Harmonization in V1-V6
This means that all QRS complexes from lead V1 lead the V6 head in one direction; they are all either positive or negative. If any lead displays two-phase QRS complexes (for example, qR complex or RS complex), then there can be no coordination.
Negative by analogy (all QRS complexes are -) strongly indicate ventricular tachycardia. Positive coordination (all QRS complexes +) is mainly due to it, but can be caused by anti-dermal AVRT.
It is not recommended to administer "Adenosine" when ventricular tachycardia is suspected, because it can accelerate the frequency and worsen arrhythmia. Sometimes it is still used when it is suspected that arrhythmia is actually an SVT with wide QRS complexes. But if the drug has no effect or speeds up the heartbeat, it is most likely ventricular tachycardia.
This is the most used algorithm.
Brugada syndrome
If there is no RS complex in any chest (V1-V6), a diagnosis of ventricular tachycardia can be made. Otherwise, proceed to the following criteria.
Estimate the RS interval (the interval from the beginning of the R-wave to the nadir of the S-wave). If any RS interval is> 100 ms and the R-wave is wider than the S-wave, a ventricular tachycardia can be diagnosed. Otherwise, proceed to the following criteria.
With AV dissociation, ventricular tachycardia can be diagnosed.
Assess the QRS morphology in V1, V2, V5, and V6 (see below). If it is compatible with ventricular tachycardia, then the diagnosis is clear.
If the criteria are not met, supraventricular tachycardia can be diagnosed.
Long term treatment
Patients with an increased risk of sudden cardiac arrest (decreased left ventricular function, previous myocardial infarction, structural heart disease) should be considered in the ICD, which provides effective protection.

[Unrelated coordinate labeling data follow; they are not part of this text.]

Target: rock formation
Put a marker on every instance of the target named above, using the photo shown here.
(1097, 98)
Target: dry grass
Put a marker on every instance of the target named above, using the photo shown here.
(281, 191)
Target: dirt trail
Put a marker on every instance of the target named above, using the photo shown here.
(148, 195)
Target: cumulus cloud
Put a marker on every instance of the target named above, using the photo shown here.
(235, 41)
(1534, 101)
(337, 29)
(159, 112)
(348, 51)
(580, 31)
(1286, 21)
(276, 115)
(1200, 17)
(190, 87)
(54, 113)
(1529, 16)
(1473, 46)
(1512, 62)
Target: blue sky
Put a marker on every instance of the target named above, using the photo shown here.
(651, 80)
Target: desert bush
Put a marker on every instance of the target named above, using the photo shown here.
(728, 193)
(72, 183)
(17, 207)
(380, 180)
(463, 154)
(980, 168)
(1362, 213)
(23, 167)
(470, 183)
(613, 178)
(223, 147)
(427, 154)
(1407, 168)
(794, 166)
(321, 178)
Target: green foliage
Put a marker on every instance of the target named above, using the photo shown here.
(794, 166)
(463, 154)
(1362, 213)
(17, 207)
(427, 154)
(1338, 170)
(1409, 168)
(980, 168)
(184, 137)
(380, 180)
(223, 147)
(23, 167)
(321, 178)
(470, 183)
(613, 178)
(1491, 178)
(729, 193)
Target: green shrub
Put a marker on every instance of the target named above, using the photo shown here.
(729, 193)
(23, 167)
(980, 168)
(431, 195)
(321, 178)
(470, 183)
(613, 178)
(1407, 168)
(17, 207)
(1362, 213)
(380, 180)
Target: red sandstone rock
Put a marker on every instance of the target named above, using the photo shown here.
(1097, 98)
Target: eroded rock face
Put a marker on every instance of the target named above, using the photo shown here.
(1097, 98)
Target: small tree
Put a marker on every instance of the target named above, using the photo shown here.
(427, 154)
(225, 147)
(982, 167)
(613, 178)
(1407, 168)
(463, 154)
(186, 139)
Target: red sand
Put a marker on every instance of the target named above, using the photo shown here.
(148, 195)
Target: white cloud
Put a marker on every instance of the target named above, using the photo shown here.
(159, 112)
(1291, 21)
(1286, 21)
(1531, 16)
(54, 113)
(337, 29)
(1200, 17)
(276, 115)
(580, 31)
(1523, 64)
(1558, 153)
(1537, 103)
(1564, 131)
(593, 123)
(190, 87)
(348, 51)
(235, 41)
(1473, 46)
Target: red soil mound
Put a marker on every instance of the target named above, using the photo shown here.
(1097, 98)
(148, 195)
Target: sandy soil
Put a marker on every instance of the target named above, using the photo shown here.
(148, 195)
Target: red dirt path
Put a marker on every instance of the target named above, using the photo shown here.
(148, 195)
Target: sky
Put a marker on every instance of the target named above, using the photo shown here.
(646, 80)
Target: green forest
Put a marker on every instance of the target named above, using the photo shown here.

Depending on the type of tachycardia, either antiarrhythmic drugs or antarrhythmic drugs are prescribed. The first ones are those shown in the photo above.
Among the latter, the most effective ones are shown in the following image.
As can be seen from the table, Amiodarone is in the first place and, apparently, is the most effective drug for the prevention of new episodes of ventricular tachycardia.